For some patients with malignant obstructions of the gastrointestinal tract, the use of expandable metal stents may provide palliation of obstructive symptoms. Available stents include esophageal, biliary, gastroduodenal, and colorectal.[9-12] Stents may be placed under endoscopic guidance, using fluoroscopy. Morbidity with stent placement may be lower than with surgery. Adequate imaging of the stricture itself and the gastrointestinal tract distal to the stricture is recommended to assess stricture length, detect multifocal disease, and determine the appropriateness of stenting.[13,14]
In situations where neither surgery nor stenting is possible, the accumulation of the unabsorbed secretions produce nausea, vomiting, pain, and colicky activity as a consequence of the partial or complete occlusion of the lumen. In this case, a gastrostomy tube is commonly used to provide decompression of air and fluid that may be accumulating and causing visceral distention and pain. Such a tube is placed into the stomach and is attached to a drainage bag with the apparatus easily concealed under clothing. When the valve between the gastrostomy tube and the bag is open, the patient may be able to eat or drink by mouth without creating discomfort since the food is drained directly into the bag. Dietary discretion is advised to minimize the risk of tube obstruction by solid food. If the obstruction improves, the valve can be closed and the patient may once again benefit from enteral nutrition.

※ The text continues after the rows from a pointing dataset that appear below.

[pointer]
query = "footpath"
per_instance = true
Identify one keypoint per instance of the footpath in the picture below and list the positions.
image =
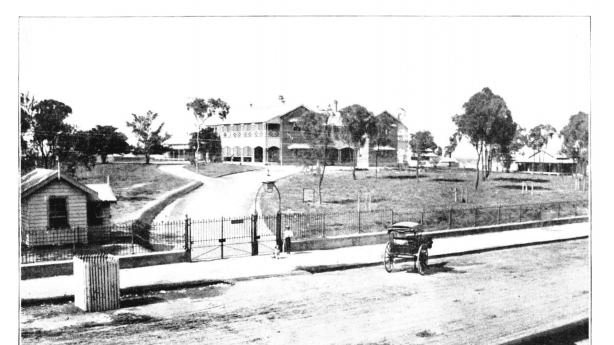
(181, 275)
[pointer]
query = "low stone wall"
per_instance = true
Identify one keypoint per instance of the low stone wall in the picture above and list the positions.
(65, 267)
(382, 236)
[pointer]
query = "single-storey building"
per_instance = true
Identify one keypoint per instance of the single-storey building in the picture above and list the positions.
(56, 209)
(544, 162)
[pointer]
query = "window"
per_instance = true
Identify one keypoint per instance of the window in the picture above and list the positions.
(58, 214)
(95, 214)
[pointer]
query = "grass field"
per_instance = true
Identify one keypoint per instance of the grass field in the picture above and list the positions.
(134, 184)
(399, 190)
(221, 169)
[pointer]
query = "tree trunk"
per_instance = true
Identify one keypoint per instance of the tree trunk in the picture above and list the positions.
(418, 167)
(477, 168)
(197, 148)
(355, 163)
(376, 156)
(320, 182)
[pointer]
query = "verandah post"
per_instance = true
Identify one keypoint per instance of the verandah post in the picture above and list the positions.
(359, 221)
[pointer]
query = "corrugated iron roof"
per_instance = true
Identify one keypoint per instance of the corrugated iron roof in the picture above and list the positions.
(253, 114)
(38, 178)
(105, 193)
(35, 177)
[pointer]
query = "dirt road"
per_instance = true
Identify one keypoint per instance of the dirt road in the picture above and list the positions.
(228, 196)
(473, 299)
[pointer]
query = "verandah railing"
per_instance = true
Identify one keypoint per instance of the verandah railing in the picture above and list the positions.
(135, 238)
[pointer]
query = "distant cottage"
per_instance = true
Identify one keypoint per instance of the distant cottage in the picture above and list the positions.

Sometimes, decompression is difficult even with a gastrostomy tube in place. This may be due to the accumulation of fluid, since several liters per day of gastrointestinal secretions may be produced. To relieve continuous abdominal pain, opioid analgesics via continuous subcutaneous or intravenous infusion may be necessary. Effective antispasmodics in this situation include anticholinergics (such as hyoscine butylbromide) [15] and possibly corticosteroids as well as centrally acting agents. If the bowel obstruction is thought to be functional (rather than mechanical) in origin, metoclopramide is the drug of choice due to its prokinetic effects on the bowel. For complete bowel obstruction thought to be irreversible, a trial of an antispasmodic such as hyoscyamine may decrease bowel contractions and therefore, yield pain relief. Another option for management of refractory pain and/or nausea is the synthetic somatostatin-analogue octreotide. This agent inhibits the release of several gastrointestinal hormones and reduces gastrointestinal secretions.[16,17] Octreotide is usually given subcutaneously at 50 to 200 mcg 3 times per day and may reduce the nausea, vomiting, and abdominal pain of malignant bowel obstruction. For selected patients, the addition of an anticholinergic such as scopolamine may be helpful in reducing the associated painful colic of malignant bowel obstruction when octreotide alone is ineffective. When either is used as a single agent it is ineffective.[9,18-20] Corticosteroids are widely used in treating bowel obstruction but empirical support is limited.[21] They may be useful as adjuvant antiemetics and analgesics in this setting given as dexamethasone at a starting dose of 6 to 10 mg subcutaneously or intravenously 3 to 4 times per day.[9,18] (Refer to the Nausea, Vomiting, Constipation, and Bowel Obstruction in Advanced Cancer section in the PDQ summary on Nausea and Vomiting.)